The problem is not the game, but the players. More players want instant gratification, hiding behind excuses like "I can't play the whole day, I have a life to live". Well, so do I! Yet I'd want a game that is slower paced. People rush to endgame, clear all content and leave because there is nothing to do. And with a fast paced leveling people with little time get left behind even faster.
Grinding in itself won't solve any problems though, the battle system should be more complex so you actually LEARN something by leveling up. Class quest should not simply be a story, but actually teach you about how to play the class. PGL quests were quite good, teaching you about combos and how you have to keep up greased lightning. I hear GLD quests have an NPC tank stuff for you and when you pull aggro from them you get nearly oneshotted. How are tanks supposed to learn how to hold aggro?
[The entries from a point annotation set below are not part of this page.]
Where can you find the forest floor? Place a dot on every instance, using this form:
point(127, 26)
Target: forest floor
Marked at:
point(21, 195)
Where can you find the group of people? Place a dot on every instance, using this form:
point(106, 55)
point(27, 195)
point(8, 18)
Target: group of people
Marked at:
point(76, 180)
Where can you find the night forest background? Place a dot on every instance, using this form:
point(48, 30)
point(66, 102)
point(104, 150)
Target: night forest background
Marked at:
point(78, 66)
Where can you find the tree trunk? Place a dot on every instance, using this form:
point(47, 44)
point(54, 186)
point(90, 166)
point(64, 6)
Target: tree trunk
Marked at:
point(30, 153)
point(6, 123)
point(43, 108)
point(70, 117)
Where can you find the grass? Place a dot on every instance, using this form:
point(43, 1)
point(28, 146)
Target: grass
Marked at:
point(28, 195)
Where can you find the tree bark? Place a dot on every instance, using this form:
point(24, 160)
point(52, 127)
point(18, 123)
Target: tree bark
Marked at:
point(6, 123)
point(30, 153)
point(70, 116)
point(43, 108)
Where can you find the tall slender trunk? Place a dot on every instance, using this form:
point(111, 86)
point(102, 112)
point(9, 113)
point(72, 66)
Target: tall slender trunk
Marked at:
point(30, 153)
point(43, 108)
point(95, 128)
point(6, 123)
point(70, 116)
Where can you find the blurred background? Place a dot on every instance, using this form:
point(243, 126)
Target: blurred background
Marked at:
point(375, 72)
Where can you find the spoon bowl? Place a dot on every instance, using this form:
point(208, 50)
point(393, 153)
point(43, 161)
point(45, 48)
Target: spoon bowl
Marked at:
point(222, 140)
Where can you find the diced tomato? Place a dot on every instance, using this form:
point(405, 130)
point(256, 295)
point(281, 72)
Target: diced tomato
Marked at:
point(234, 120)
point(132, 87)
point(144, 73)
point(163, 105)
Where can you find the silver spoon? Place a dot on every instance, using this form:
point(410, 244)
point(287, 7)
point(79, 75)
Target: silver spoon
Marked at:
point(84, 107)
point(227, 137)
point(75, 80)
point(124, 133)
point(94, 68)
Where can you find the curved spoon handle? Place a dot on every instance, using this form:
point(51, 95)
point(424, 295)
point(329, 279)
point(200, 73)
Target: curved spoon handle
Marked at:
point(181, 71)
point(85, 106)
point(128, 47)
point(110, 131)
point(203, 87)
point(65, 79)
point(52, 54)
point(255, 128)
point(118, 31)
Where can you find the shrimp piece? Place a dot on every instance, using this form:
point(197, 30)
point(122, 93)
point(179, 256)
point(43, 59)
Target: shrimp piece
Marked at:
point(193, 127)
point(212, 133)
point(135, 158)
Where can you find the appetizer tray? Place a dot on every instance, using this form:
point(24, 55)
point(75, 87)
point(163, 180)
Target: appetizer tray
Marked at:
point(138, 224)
Another point I agree with the OP on is, elements. They, as well as many other things were cut out because things are "causing too much stress", as Yoshida worded it. Same with more behavioral patterns and aggro methods for monsters. The monster AI is dumber than a brick. Collision detection? Too stressful. Realistic movement animation? Too stressful. Might as well just jump off a bridge, breathing is too stressful too!
I also see people complaining how crafting and gathering is slow. Are you kidding me? I get 90% HQ crafts, netting me 60k exp + crafting exp per leve, make that 180k with repeatable hand-ins at level 30. In 1.0, we were getting 200-400exp per craft at level 30 and 2-4k per leve. It did get better after adjustments, but still not comparable to the pace we get now. And crafting still got degraded to materia melding instead of being an actual class. No one is saying to make leveling a craft a requirement, but it should at least be an alternative to farming tomes. Yet people are seemingly fine with it, even though farming mats would be easier once you level a DoL - just like you had to level a battle class.
Alas, they have to cater to the crowd to get money, which is why the game is how it is now.